Built (Saints of Denver, #1)

I tapped the corner of my phone on the open case file that had Zeb’s too-young face staring up at me in black and white. Even that harsh image had my heart kicking against my ribs. Carla’s warning had merit . . . too much of it.

If the results that I held in my hand were, in fact, positive for paternity, then Zeb needed me to be his legal representative way more than he needed me to be a woman with a ridiculous crush. I was going to be more useful to him in a professional capacity than I would be in a personal one, and as much as it made my insides dip and dive toward my toes, I realized that was how I was going to have to approach my dealings with him from now on. I needed to bring back the ice queen—the way I’d been when he was working on my house. Somehow I needed to ignore the inadvisable lust and remember that, really, we were just two people with very little in common and not a chance in hell of having a functioning romantic relationship.

I flipped the folder closed on that face that was following me everywhere, picked up my phone, and hit Zeb’s contact info. The phone rang and rang, which I thought was strange, as anxious as he had been for any news about the results. Usually I was running to catch his calls or to call him back, so the fact that my call went to voicemail made me frown and had immediate thoughts of what—and who—could be occupying his time running around like angry squirrels in my mind. Frustrated and slightly disgusted with myself, I tossed the envelope on top of the now closed case file and told myself I was leaving Zeb here, in my office, along with hundreds of other cases that were on my desk and in the filing cabinets behind it.

I was pulling bobby pins out of the coil of my hair, peeling panty hose off my legs, and kicking my heels off so I could put on my hot-pink Vans, courtesy of a shopping trip with my brother’s oh-so-hip and stylish girlfriend. They were quirky and casual, and before I moved to Colorado I never would have worn them. Even when I moved out of my father’s house for college. It wasn’t until I took the leap, took the risk to come to Denver and find Rowdy, that I could take itty-bitty baby steps toward not analyzing how every single decision I made would ultimately affect me. I could wear pink shoes because they were cute and not worry about getting looked down upon for that choice. Only my father could take something as simple as a pair of shoes and turn them into a reflection of a person’s worth and perceived shortcomings.

I was gathering up my laptop to put in my bag when my phone shrilled from the spot where I had tossed it. It was startlingly loud in the quiet of my office, and when I saw Zeb’s name on the display it made me groan out loud into the empty space as I felt my pulse kick in response.

I plowed my fingers through my now loose hair and put the phone to my ear. As soon as I answered I heard heavy breathing and a lot of background noise.

“Hello?” I asked it questioningly as Zeb’s deep voice hollered out orders to someone who obviously wasn’t me.

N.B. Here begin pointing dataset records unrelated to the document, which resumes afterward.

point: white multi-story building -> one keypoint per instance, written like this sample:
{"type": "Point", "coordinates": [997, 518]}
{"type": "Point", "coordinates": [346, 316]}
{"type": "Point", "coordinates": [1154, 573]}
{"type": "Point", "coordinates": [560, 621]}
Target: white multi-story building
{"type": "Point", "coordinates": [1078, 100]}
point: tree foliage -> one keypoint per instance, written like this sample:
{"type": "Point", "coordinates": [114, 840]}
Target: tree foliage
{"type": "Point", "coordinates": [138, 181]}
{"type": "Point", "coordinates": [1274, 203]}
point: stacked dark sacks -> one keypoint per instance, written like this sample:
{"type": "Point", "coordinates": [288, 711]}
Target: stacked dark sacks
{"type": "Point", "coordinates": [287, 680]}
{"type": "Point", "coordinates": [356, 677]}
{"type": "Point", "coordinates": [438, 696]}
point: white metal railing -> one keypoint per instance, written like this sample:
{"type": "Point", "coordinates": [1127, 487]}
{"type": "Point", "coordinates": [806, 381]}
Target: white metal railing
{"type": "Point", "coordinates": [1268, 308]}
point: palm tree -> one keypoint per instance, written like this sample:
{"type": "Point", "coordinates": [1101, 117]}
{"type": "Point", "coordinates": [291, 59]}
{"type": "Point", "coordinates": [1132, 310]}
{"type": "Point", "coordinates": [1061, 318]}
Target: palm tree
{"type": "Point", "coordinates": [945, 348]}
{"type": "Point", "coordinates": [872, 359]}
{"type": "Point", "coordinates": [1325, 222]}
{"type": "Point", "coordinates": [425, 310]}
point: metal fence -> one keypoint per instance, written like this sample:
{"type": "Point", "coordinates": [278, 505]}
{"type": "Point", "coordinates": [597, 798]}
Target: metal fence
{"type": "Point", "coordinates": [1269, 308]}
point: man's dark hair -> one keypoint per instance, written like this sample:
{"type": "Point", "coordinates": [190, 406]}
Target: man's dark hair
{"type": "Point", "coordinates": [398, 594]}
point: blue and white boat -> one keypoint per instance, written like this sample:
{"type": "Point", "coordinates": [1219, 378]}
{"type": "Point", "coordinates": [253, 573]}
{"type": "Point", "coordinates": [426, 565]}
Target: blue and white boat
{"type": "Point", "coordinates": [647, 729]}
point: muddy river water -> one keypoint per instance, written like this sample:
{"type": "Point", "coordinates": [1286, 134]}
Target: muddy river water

“You need to have someone get out in the drainage ditch next to the driveway with a magnet. I don’t want the neighbors on my ass about nails in their tires. They’re already pissed I had you guys work late the last two nights. Hello? Sayer, is that you? Did you call me? Is there news?”

He sounded just as keyed up and anxious as he always did when we spoke and I wanted to curl up in a ball of shame for thinking anything different just because he wasn’t able to answer my call. I leaned forward and put my forehead on the edge of the desk with a solid thunk.

“Sayer? Are you okay? What’s going on?” Great. Now he was worried about me because I was acting like a dolt.

I sucked in a deep breath and told myself to get it together. “I’m good. I’m still at the office and just happened to get some last-minute mail. It’s something I think you’ll want to see. I was going to offer to bring it over to your place, but it sounds like you’re still working, too. You can swing by my office in the morning if you want.”

He got really quiet on the other end of the phone and I could hear the guys on his crew in the background and the sound of cars as he breathed low and steady in my ear.

“Zeb?” I didn’t want to ask if he was okay because I knew he wasn’t. His life was going to change even if the adorable little boy who looked just like him was, in fact, not his. Even if Hyde wasn’t his son I had a feeling that knowing the little boy was caught up in the system with no family and no one to look out for him wouldn’t sit well with him. Zeb was a fixer by nature and this little boy was most definitely on his project list.

He cleared his throat and I could picture him pacing back and forth as he pushed his free hand through his too long hair where it flopped over his forehead. Whoever would have thought being unkempt was so unbelievably sexy?

“Did you look at them? The results, I mean . . . am I a father?”